Before you register your Singapore company, you’ll need to be aware of these requirements:
- Your company name needs to be approved before registration.
- You need to appoint a minimum of one (1) local resident director. An unlimited number of additional resident or non-resident directors can be appointed as well. Both resident and non-resident directors need to be at least 18 years old, not bankrupt, and free of any malpractice charges in the past.
- You can have anywhere between 1-50 shareholders, which may or may not be directors. Shareholders can consist of both local and non-local individuals or companies, and 100% non-local shareholding is allowed. After a Singapore company is incorporated, shares can be freely issued or transferred at any time.
- You need to appoint a qualified resident company secretary within 6 months of your Singapore company’s registration.
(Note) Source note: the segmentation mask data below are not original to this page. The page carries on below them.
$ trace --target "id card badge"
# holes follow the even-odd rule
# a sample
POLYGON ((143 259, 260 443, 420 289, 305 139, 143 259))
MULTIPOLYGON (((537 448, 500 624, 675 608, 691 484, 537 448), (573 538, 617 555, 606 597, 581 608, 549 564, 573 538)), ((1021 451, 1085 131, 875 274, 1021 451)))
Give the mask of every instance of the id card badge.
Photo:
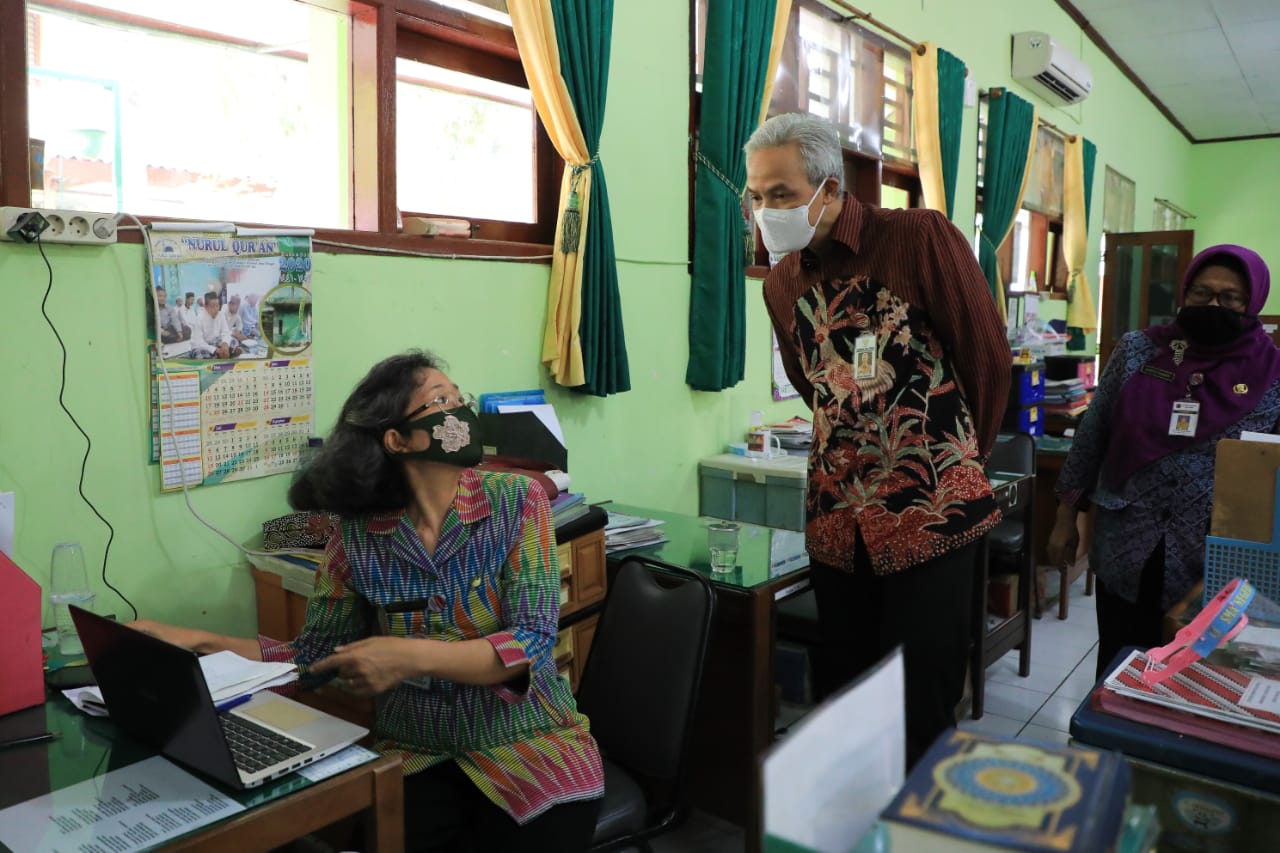
POLYGON ((1196 421, 1200 420, 1200 404, 1194 400, 1178 400, 1169 416, 1169 435, 1196 437, 1196 421))
POLYGON ((858 335, 853 342, 853 378, 876 378, 876 336, 870 332, 858 335))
Sole directors and/or shareholders cannot act as the company secretary.
- You need to possess a minimum of S$1 worth of paid-up capital (also known as share capital) to register your Singapore company. This amount can be increased any time after your company is incorporated.
- You need to provide a local, physical Singapore address as the registered address of the company. The registered address can be either a residential or commercial address, but not a P.O. Box.
- You must submit a copy of your company’s constitution when you incorporate your company. A copy of the constitution signed by the shareholders (also referred to as 'subscribers') at point of incorporation must be kept at the company’s registered office address.